Le 4 février dernier, un loup a été retrouvé mort sur la commune de Laveissenet, dans le Cantal. L’animal, identifié comme un jeune mâle selon les premiers éléments, présentait une blessure à hauteur de la colonne vertébrale. Dans les heures ayant suivi cette découverte, un chasseur s’est présenté de lui-même à la gendarmerie. Il a expliqué avoir cru tirer un renard lors d’une battue organisée quelques jours auparavant.
Sur le plan judiciaire, la situation paraît aujourd’hui clairement établie. Le parquet évoque une absence d’intentionnalité et s’oriente vers un simple rappel à la loi. Les forces de l’ordre ont par ailleurs estimé que le tir, en tant que tel, ne présentait pas de caractère dangereux. Il ne s’agirait donc pas d’un acte de braconnage. Juridiquement, le dossier semble suivre une voie balisée. Mais au-delà du droit, une interrogation persiste.
L’identification de l’animal constitue un premier point de discussion. À distance, dans un couvert fermé, dans le contexte mouvant d’une battue, l’erreur est possible. Aucun chasseur sérieux ne prétendra le contraire. La chasse se pratique dans un environnement vivant, imparfait, parfois trompeur. Reconnaître cette réalité n’est ni une faiblesse ni une excuse, mais un constat.
Pour autant, l’élément le plus troublant ne réside peut-être pas dans cette confusion invoquée. Il tient dans une déclaration rapportée : le chasseur aurait indiqué ne pas être allé vérifier l’animal après le tir, expliquant qu’il avait l’habitude de laisser les renards sur place. C’est précisément ici que le débat dépasse la seule question de l’identification.
Comment peut-on ne pas aller contrôler le résultat de son tir ? Renard soit-il.
La recherche de l’animal fait partie intégrante de l’acte de chasse. Elle n’est ni accessoire ni facultative.
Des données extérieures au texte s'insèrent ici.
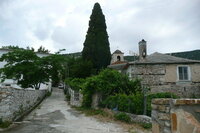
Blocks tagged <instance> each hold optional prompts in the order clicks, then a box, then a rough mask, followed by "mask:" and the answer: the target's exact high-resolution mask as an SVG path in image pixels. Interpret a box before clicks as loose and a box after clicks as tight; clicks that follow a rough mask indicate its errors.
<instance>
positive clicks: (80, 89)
mask: <svg viewBox="0 0 200 133" xmlns="http://www.w3.org/2000/svg"><path fill="white" fill-rule="evenodd" d="M84 82H85V79H82V78H73V79H71V78H68V79H67V80H66V81H65V83H66V84H67V85H69V86H70V87H71V89H72V90H75V91H79V90H82V85H83V83H84Z"/></svg>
Elle relève du respect du gibier, du respect de l’animal sauvage, mais aussi du respect que le chasseur se doit à lui-même. Vérifier son tir, s’assurer de la mort effective, éviter toute souffrance inutile : ces principes constituent un socle éthique fondamental. Ils valent pour toutes les espèces chassées.
La chasse s’est précisément construite sur cette exigence de responsabilité. Les formations au permis insistent, à juste titre, sur la sécurité du tir, mais également sur ce qui suit l’action : contrôle de l’animal, recherche au sang si nécessaire, gestion appropriée du prélèvement. Tirer ne marque pas la fin de l’acte cynégétique, mais en engage la suite.
Ne pas vérifier, c’est introduire un doute. Il serait toutefois malhonnête de ne voir dans cette affaire que des manquements.
Le chasseur concerné s’est présenté spontanément aux autorités. Il ne s’est pas dissimulé. Il n’a pas attendu d’être identifié ni contraint. Dans une période où la défiance envers la chasse est forte, ce geste mérite d’être reconnu. Sur ce point précis, il n’y a pas matière à reproche, bien au contraire.
La justice, de son côté, a choisi la voie du discernement. Absence d’intentionnalité, absence de mise en danger, coopération immédiate : le rappel à la loi apparaît comme une réponse proportionnée. Les forces de police comme le parquet ont fait preuve de mesure et de sang-froid. Il faut aussi savoir le souligner.
Cette affaire s’inscrit par ailleurs dans un contexte plus large. Le Cantal connaît depuis plusieurs années le retour naturel du loup. Une meute s’est installée dans le massif des monts du Cantal, une première depuis plus d’un siècle. En 2025, plus d’une centaine d’animaux d’élevage ont été déclarés victimes d’attaques classées « loup non exclu » par l’Office français de la biodiversité. Cet incident a eu lieu en 2026. Peut-être, d’ici peu qu’il en sera autrement?